Fabian Soto Pacheco, Anna-Jane Casey and George Blagden in Kiss of the Spider Woman
Fabian Soto Pacheco, Anna-Jane Casey and George Blagden in Kiss of the Spider Woman, © Marc Brenner

Kiss of the Spider Woman returns to the stage in a strikingly intimate and emotionally grounded revival, co-produced by Curve, Bristol Old Vic and Mayflower Southampton. Stripped of spectacle, this production pares the musical back to its political and emotional core, uncovering a version that feels raw and immediate, with a quietly devastating effect.

Set almost entirely within a prison cell during Argentina’s “Dirty War” dictatorship, an era marked by mass detention and enforced disappearances, the staging uses minimalism to sharpen its impact.
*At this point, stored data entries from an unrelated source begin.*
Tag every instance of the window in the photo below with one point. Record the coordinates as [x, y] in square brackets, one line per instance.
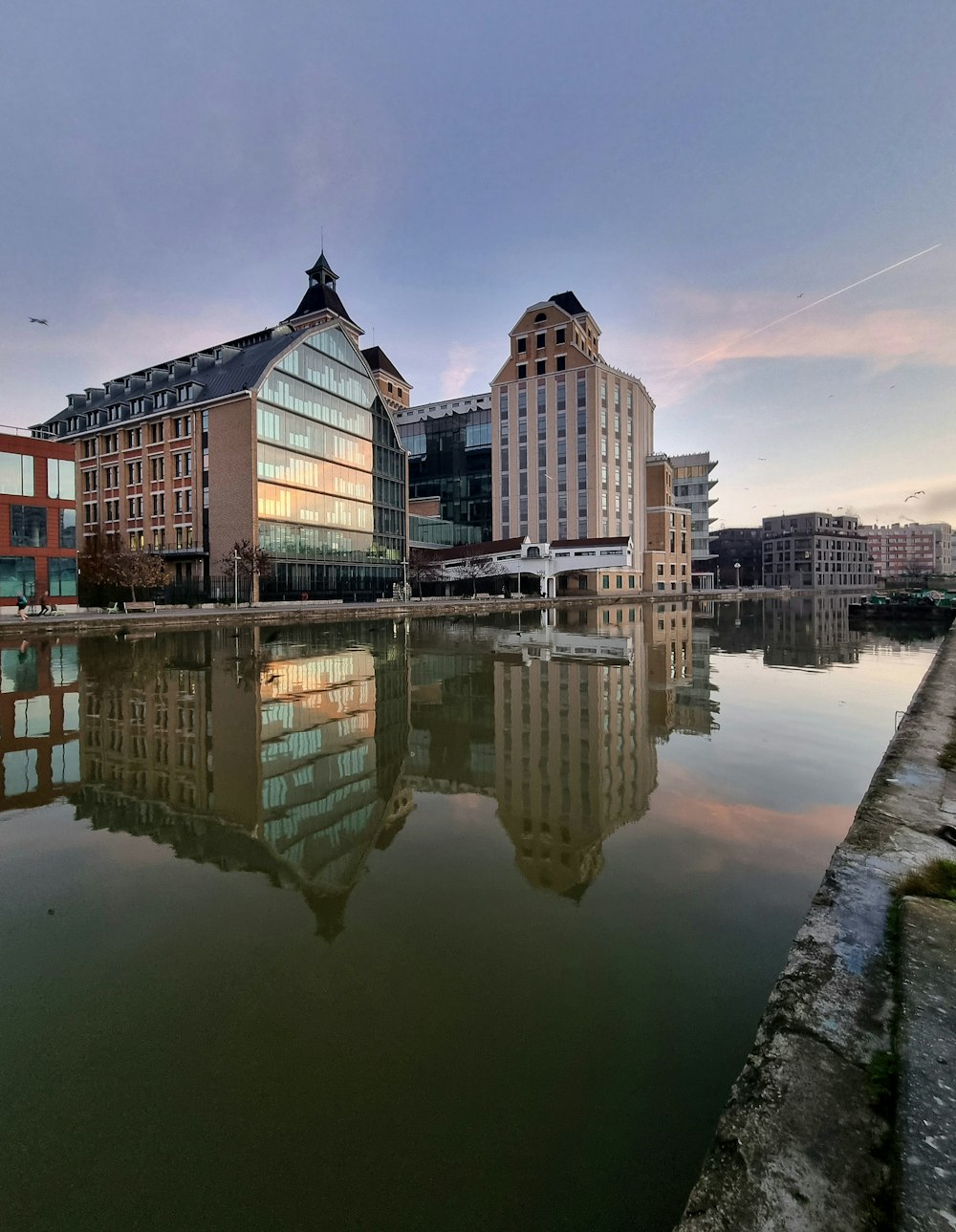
[16, 474]
[62, 576]
[68, 528]
[17, 574]
[27, 527]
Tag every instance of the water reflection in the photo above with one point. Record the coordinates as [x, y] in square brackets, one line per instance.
[295, 753]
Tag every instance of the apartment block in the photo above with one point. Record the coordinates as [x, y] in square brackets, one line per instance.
[815, 550]
[37, 519]
[912, 550]
[282, 438]
[571, 434]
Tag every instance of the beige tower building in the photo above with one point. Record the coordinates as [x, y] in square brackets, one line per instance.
[570, 434]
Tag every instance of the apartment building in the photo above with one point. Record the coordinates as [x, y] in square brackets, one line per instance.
[282, 438]
[37, 519]
[692, 488]
[815, 550]
[912, 550]
[571, 434]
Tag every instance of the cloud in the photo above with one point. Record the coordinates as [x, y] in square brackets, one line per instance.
[459, 371]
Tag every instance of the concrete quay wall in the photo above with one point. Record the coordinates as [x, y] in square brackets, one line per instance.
[805, 1143]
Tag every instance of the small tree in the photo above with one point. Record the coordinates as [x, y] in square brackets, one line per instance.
[476, 568]
[423, 570]
[250, 562]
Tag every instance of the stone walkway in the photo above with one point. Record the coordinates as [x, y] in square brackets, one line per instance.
[805, 1143]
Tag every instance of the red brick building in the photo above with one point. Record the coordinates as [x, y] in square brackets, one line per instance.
[37, 520]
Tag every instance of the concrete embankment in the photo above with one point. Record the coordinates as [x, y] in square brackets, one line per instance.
[812, 1138]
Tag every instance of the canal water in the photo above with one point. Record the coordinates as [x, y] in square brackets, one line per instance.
[436, 925]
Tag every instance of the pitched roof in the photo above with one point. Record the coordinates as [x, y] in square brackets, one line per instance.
[320, 297]
[379, 361]
[570, 302]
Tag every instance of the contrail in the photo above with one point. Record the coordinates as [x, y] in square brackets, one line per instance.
[807, 307]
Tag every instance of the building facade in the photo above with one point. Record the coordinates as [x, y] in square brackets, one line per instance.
[570, 434]
[281, 438]
[910, 551]
[37, 520]
[815, 550]
[743, 546]
[692, 486]
[450, 461]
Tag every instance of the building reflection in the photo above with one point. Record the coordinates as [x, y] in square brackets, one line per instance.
[39, 721]
[810, 631]
[254, 749]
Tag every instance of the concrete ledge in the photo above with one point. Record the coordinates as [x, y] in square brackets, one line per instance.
[801, 1146]
[926, 1111]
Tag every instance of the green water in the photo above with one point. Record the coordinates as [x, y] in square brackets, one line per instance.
[441, 925]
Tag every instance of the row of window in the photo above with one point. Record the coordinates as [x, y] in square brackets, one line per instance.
[18, 575]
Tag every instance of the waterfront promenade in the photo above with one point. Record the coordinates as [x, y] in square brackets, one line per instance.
[844, 1115]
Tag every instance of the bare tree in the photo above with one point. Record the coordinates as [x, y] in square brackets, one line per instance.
[423, 570]
[105, 562]
[250, 562]
[476, 568]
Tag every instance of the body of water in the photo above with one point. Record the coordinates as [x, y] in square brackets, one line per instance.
[434, 925]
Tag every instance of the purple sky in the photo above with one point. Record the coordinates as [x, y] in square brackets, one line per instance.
[687, 169]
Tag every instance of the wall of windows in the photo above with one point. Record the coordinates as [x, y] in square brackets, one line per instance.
[62, 576]
[17, 575]
[60, 480]
[16, 474]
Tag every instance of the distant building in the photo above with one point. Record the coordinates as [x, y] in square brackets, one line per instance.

Director Paul Foster embraces the confinement of the setting, using the claustrophobia to intensify rather than limit the drama. The result is a piece that trusts the material and its performers to do the heavy lifting.

At its centre is the enforced proximity between two prisoners: Molina, a gay window-dresser jailed for gross indecency, and Valentin, a committed political activist. Initially divided by ideology and temperament, their relationship develops slowly and credibly, shaped by suspicion, friction and, ultimately, shared vulnerability.

Fabian Soto Pacheco delivers a beautifully layered performance as Molina, flamboyant yet rich with sensitivity and humour. Avoiding easy stereotypes, he presents a character whose warmth and imagination function as both shield and a means of survival. Opposite him, George Blagden brings steely conviction to Valentin, gradually allowing cracks to appear as the character’s rigid certainties soften. Their evolving dynamic feels earned rather than inevitable, anchoring the production with genuine emotional weight.

Anna-Jane Casey in Kiss of the Spider Woman
Anna-Jane Casey in Kiss of the Spider Woman, © Marc Brenner

Moments of relief from the brutal prison reality arrive courtesy of Aurora (and her Spider Woman persona), played with magnetic authority by Anna-Jane Casey. These apparitions work as more than fantasy interludes, serving as psychological necessities that embody escape, desire and dread. Andrzej Goulding’s video and screen design comes into its own here, layering classic cinema imagery, stylised film sets and the looming presence of the Spider Woman. The projections expand the visual world without overpowering it, underscoring fantasy as something that feels seductive, but fragile. Casey inhabits these sequences with glamorous precision, her spider-like physicality shifting seamlessly between allure and menace.

The design team reinforces the fact vs fantasy contrast throughout. David Woodhead’s stark prison set, all bars, beds and bare functionality, feels deliberately unyielding, while Gabriella Slade’s costumes and Howard Hudson’s lighting introduce vivid shifts whenever Molina’s imagined worlds intrude. Musically, John Kander and Fred Ebb’s score is delivered with clarity and emotional precision under the musical direction of Dan Glover. Each number emerges organically, enhancing the narrative. Joanna Goodwin’s choreography favours sophistication over spectacle, ensuring movement remains rooted in character and emotional truth.

What lingers most, however, is the production’s refusal to soften its ending. The final moments are unsettling rather than cathartic, leaving the audience with ambiguity instead of release. By denying easy answers, the revival insists that love, compassion and human connection remain acts of resistance, even in the face of fear and brutality.